One developer along the Kenyatta Road corridor in Kiambu collected deposits from at least 36 families for homes that were never built. The sales office phones went unanswered. The site went quiet. The money was gone.
That case is not an outlier. It is a pattern.
Kenya's off-plan property market, where buyers pay for units before they are built, has become one of the most fertile environments for fraud in the country. The Ethics and Anti-Corruption Commission lists property-related fraud among the top five reported scams in Kenya. The most targeted victims are diaspora Kenyans and first-time buyers with limited legal knowledge and a powerful motivation to own a home.
The model works like this. A developer acquires land, sometimes with a clean title and sometimes without. They commission glossy renderings, record YouTube walk-throughs of show houses with imported furniture and mountain backdrops, and open sales. Buyers pay reservation deposits of between 10 and 30 percent of the purchase price to secure a unit at the pre-construction price. Construction is supposed to follow.

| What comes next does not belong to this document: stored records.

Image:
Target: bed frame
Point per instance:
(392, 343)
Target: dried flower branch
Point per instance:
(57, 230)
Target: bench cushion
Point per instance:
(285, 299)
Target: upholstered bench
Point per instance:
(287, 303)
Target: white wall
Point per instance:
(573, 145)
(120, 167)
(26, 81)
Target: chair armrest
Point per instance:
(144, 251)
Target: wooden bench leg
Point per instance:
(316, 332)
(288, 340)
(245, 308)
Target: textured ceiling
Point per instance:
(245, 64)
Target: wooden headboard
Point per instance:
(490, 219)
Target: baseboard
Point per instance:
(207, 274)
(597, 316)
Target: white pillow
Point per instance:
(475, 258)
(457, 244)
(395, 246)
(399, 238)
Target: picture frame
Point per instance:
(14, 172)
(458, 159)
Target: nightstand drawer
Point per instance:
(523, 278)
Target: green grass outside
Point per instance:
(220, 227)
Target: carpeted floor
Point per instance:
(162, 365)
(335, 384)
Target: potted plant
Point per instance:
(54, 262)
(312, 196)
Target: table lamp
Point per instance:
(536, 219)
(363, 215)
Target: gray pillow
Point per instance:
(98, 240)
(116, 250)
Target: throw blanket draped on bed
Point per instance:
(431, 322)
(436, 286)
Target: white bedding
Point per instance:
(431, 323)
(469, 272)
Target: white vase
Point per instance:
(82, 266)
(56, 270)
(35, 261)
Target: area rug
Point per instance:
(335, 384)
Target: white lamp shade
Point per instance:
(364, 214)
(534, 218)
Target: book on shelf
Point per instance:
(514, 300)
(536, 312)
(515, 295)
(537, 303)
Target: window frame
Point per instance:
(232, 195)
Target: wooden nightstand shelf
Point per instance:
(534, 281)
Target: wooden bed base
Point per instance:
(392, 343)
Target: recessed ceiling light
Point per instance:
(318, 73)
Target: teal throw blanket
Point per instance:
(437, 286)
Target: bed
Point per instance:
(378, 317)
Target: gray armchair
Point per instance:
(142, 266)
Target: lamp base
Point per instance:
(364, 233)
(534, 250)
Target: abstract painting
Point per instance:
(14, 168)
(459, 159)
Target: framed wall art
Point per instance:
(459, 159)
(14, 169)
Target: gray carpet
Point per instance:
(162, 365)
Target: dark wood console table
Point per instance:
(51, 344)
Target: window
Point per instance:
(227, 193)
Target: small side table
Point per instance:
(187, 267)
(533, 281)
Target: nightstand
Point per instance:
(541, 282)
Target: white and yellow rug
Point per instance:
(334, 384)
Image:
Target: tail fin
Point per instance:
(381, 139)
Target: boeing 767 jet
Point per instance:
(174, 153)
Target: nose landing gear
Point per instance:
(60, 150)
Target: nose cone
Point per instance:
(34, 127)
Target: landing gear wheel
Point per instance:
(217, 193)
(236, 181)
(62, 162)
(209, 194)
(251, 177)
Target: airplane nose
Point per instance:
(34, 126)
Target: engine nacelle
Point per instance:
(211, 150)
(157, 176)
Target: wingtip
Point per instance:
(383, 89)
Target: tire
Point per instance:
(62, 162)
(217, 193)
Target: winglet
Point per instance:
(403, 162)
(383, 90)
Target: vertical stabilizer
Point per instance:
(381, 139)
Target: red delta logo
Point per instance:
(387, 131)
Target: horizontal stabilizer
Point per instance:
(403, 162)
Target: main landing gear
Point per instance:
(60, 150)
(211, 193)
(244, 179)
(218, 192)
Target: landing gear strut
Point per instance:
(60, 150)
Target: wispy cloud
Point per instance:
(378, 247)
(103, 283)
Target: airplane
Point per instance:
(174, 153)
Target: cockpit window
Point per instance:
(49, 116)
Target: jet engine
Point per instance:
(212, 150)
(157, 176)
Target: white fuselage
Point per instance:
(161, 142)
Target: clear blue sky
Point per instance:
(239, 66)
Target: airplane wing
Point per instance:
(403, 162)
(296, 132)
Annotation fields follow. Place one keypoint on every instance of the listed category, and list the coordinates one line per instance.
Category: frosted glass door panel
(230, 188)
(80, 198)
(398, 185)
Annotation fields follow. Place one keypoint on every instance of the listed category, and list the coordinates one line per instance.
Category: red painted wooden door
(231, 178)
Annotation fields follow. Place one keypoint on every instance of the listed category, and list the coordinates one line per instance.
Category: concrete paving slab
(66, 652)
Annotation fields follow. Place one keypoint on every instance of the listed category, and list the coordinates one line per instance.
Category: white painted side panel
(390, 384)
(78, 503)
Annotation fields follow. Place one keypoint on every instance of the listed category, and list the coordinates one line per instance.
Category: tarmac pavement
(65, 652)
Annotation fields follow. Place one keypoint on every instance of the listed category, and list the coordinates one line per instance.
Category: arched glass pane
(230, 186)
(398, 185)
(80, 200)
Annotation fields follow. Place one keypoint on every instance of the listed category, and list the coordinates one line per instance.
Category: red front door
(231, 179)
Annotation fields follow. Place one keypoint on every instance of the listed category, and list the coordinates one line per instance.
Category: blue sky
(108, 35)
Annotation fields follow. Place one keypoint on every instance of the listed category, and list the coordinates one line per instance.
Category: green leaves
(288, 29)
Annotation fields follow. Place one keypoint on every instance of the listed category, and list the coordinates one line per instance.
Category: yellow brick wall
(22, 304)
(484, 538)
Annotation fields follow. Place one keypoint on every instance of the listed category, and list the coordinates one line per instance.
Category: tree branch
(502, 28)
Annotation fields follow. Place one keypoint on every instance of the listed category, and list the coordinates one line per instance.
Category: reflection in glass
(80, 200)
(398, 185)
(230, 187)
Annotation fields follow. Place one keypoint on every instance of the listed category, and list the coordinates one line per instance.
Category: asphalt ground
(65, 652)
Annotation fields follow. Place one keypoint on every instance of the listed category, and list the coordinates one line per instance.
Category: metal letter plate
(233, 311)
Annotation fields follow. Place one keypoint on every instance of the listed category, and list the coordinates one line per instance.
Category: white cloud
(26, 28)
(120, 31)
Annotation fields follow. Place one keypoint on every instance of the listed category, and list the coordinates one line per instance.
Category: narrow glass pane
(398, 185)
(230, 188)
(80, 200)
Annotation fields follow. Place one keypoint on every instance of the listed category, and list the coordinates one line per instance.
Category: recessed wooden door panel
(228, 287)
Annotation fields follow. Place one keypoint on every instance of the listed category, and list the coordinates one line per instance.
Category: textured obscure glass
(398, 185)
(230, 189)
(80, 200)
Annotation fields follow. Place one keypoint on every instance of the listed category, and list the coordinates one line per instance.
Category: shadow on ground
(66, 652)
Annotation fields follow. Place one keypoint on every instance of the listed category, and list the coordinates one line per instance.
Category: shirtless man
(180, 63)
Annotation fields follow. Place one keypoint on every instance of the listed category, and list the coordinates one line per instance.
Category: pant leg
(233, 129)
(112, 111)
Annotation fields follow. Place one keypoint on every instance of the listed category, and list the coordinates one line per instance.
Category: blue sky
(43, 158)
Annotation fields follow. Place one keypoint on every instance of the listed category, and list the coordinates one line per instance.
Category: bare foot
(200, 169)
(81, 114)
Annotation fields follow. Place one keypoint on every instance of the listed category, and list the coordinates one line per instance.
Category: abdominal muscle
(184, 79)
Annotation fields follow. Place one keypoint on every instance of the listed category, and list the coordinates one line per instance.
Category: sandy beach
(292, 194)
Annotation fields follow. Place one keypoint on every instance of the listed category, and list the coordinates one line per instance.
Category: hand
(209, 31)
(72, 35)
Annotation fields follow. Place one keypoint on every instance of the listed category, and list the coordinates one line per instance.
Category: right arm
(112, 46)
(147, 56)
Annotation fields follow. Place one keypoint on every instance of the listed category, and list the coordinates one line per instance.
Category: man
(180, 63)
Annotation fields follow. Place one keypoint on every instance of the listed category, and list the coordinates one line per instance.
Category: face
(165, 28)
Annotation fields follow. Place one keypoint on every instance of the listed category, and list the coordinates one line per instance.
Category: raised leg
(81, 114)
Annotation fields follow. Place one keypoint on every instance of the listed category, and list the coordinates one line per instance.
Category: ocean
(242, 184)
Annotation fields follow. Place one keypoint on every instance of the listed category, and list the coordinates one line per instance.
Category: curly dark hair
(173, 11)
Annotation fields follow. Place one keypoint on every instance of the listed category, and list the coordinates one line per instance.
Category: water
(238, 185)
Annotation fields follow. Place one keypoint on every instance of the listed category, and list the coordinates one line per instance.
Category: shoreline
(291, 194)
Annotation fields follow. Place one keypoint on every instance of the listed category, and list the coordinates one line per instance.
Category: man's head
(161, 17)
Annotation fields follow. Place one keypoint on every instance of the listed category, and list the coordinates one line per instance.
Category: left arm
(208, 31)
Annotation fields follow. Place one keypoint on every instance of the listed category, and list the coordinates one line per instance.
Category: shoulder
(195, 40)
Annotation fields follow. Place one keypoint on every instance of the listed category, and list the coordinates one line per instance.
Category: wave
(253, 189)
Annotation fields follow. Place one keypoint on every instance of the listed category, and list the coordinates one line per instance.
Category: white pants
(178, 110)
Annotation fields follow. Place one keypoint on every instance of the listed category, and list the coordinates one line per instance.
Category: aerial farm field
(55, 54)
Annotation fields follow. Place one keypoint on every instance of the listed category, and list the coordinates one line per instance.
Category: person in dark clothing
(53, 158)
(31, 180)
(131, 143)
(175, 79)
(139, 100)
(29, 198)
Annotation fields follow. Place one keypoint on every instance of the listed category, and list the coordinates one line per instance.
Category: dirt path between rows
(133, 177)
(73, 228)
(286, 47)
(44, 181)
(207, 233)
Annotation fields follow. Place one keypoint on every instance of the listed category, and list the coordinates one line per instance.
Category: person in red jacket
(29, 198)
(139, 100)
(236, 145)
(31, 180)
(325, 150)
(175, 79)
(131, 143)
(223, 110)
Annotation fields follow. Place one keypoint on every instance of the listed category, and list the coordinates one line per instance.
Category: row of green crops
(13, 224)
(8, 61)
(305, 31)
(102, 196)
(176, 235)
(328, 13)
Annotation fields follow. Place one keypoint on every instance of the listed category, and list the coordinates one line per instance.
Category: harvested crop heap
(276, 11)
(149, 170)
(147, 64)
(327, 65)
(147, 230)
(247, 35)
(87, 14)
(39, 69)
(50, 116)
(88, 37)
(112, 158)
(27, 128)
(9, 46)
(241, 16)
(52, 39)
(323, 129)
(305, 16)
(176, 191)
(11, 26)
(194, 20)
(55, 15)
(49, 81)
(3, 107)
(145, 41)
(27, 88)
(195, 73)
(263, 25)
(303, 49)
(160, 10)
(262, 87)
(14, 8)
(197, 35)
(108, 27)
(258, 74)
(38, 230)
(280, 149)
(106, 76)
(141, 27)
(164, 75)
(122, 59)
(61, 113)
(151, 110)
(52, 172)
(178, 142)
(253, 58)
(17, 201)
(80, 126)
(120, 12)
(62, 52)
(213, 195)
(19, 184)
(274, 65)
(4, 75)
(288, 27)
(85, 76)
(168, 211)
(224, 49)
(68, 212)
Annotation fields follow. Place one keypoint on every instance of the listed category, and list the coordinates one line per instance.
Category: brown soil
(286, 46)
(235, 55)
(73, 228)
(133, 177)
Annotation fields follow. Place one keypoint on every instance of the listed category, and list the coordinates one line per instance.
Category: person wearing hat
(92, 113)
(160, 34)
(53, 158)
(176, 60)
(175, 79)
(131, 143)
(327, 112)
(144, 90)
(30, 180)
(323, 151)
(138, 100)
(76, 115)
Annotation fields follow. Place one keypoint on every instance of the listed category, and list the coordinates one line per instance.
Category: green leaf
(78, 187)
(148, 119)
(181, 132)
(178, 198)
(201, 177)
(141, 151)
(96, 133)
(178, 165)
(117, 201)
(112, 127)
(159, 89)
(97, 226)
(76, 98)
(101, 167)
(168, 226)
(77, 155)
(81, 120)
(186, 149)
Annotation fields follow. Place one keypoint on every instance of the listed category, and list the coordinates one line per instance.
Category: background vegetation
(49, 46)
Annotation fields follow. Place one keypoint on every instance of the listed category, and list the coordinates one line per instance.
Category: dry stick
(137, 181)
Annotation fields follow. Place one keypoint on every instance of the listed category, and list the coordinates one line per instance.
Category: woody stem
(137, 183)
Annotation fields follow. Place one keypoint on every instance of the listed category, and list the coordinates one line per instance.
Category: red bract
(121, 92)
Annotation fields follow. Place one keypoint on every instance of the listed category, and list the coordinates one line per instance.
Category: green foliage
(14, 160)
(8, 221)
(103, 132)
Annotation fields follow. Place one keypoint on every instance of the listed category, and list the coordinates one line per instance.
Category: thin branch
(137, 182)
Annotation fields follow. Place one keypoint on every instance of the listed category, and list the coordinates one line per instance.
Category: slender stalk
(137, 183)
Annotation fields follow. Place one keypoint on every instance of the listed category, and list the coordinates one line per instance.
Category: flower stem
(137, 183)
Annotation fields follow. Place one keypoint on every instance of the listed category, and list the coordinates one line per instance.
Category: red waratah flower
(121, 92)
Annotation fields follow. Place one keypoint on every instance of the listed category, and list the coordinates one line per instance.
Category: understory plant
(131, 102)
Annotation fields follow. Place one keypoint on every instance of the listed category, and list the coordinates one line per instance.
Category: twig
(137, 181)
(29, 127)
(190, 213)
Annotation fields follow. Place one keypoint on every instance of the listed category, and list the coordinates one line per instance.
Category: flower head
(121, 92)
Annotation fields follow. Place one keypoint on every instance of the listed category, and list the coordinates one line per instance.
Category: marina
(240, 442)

What follows instead can take several forms. In the most straightforward cases, a developer runs out of financing midway through and the project stalls. Buyers are left holding sale agreements and dwindling hope while watching an abandoned site slowly return to bush. In more deliberate cases, developers collect deposits from multiple buyers for the same unit, take loans against the same land that buyers believe they have secured, or sell units on land where the title does not even correspond to the address being marketed. In a documented case, a court found that a sale agreement described a property on Title Number Nairobi Block 3/90489 while the annexed title referred to Mavoko Town Block 3/90489. The title in either location did not exist at the time of filing.
A February 2026 investigation found buyers of developments along the Kenyatta Road corridor discovering that the homes they received bore no resemblance to the artistic impressions they were shown. Some sites were bare abandoned plots with zero construction. The developers who sold them were unreachable.
The legal framework is largely insufficient. Unlike developed markets where developer escrow accounts and stage-payment releases are mandatory and regulated, Kenya's off-plan market operates with minimal regulatory oversight. The Land Buying Companies Bill, which proposes requiring developers to deposit Ksh 500 million as a licence fee before being cleared for registration, has been discussed in Parliament but has not yet passed into law. In the absence of that regulation, the market continues to self-police at the buyer's expense.
There are practical steps that reduce the risk significantly. A title search on the ArdhiSasa platform, Kenya's digital land registry, costs very little and confirms whether the title number in a sale agreement actually exists and corresponds to the land being sold. An independent advocate, not the developer's recommended lawyer, should review every sale agreement before any money changes hands. Deposits should only be paid into escrow accounts, not directly to developers or agents. Any request for an on-the-spot deposit at a viewing, regardless of urgency, is a red flag.
The off-plan model is not inherently fraudulent. When the developer is credible, the financing is stable and the legal structures are respected, it offers buyers a genuine path to homeownership at pre-construction prices. The problem is that in Kenya's current market, verifying those three conditions requires work that most buyers are not doing, and that some developers are actively working to prevent them from doing.